Center for Teaching Innovation (CTI), Cornell University
- Teaching Excellency Program, 2017-2018
- “Developing a Diversity Statement,” University-Wide Teaching Conference, March 2018
- “ePortfolios: Enhancing Teaching with Technology,” GET SET Workshop Series, March 2018
- “Learning-Centered Syllabi” GET SET Workshop Series, September 2017
TA Development Orientation, Department of Romance Studies, Cornell University
- “Online Portfolios: Effective content & format for the job market and more,” August 2017
- “Making the Most of Time: Office hours and managing time,” August 2015
UC Berkeley Democratic Education (DeCal) Series
- “API Mythbusters: Demystifying Asian America,” Spring 2010
Teaching as Research Project
SoTL is an opportunity to employ the critical thinking and reflection skills scholars use for their research to improve their teaching.

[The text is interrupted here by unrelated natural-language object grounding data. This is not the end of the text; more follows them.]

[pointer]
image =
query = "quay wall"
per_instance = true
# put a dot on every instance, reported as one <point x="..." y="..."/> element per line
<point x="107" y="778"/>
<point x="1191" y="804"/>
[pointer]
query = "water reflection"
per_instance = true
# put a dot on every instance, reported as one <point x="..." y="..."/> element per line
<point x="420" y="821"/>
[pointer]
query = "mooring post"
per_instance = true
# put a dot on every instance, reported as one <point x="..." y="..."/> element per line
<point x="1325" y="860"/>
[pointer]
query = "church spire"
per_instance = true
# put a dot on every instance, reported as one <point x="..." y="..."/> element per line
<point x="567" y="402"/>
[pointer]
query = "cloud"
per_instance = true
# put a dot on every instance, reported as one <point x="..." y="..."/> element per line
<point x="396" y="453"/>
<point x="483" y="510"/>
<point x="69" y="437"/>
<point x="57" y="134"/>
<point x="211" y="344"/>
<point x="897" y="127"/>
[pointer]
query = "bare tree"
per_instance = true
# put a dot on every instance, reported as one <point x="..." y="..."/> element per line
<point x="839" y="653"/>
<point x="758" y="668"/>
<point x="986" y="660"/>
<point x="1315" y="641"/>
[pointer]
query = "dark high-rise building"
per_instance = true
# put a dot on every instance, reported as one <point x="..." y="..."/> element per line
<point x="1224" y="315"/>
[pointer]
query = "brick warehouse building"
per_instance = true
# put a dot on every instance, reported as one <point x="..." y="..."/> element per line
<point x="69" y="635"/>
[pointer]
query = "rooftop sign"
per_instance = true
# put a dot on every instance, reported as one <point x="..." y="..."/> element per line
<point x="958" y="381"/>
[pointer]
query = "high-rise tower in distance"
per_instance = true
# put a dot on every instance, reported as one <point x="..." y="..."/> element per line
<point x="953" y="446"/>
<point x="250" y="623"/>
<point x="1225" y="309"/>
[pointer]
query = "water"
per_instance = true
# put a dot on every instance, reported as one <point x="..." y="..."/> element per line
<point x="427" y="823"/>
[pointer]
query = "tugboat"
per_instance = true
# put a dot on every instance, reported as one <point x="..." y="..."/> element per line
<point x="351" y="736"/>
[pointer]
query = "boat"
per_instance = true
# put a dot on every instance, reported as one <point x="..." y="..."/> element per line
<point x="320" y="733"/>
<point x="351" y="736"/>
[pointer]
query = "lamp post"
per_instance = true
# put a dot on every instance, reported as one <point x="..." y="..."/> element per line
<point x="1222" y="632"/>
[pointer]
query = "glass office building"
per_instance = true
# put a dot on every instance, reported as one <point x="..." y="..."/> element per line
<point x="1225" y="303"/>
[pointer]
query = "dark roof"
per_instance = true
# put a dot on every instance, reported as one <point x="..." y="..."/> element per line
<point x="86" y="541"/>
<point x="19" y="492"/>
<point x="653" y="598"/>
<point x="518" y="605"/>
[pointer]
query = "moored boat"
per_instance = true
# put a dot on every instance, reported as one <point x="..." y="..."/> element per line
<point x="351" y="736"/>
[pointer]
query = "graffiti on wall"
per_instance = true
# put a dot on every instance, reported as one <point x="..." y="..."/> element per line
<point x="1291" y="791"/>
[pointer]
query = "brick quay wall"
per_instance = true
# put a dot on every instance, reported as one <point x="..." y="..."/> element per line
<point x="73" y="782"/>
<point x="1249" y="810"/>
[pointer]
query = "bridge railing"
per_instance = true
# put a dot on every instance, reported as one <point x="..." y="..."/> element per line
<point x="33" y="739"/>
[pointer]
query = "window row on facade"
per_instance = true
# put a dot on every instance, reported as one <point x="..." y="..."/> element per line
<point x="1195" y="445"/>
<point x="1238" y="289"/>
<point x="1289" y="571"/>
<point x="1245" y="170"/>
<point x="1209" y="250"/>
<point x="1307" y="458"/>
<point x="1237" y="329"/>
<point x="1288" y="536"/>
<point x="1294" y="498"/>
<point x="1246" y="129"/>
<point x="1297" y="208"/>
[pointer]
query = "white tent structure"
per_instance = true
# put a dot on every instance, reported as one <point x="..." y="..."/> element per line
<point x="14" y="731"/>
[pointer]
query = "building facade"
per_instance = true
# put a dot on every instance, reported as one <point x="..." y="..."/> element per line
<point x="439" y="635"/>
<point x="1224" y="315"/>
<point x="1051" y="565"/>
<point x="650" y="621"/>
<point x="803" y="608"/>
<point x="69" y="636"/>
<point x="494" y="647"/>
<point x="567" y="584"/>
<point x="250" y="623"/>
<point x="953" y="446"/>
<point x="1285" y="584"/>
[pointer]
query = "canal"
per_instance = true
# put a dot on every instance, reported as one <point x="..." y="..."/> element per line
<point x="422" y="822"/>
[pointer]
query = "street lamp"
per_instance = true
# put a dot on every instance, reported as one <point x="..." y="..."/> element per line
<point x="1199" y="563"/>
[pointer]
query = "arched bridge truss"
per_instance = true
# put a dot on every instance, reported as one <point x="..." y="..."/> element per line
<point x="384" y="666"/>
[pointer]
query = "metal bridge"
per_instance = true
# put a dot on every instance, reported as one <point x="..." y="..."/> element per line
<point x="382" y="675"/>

My project, “Graduate Students at a crossroads in feedback: Sources for receiving, Practices of giving“* examines a particular group and context of feedback to help inform the ways that instructors can be thoughtful and reflective in their teaching practices.
Graduate Student Instructors are both recipients and givers of feedback, in their work toward a degree and in their instruction for writing-heavy courses. Understanding how feedback is learned and incorporated in practice is exemplary of how teaching as a whole is learned and incorporated: through formal training, example, and trial and error. My study traces where graduate students learn the kinds of feedback that are useful, and how they apply them within their courses, and the kinds of patterns the arise through different practices.
This work was presented at the Connecting Research & Teaching Conference, May 2018, at Cornell University.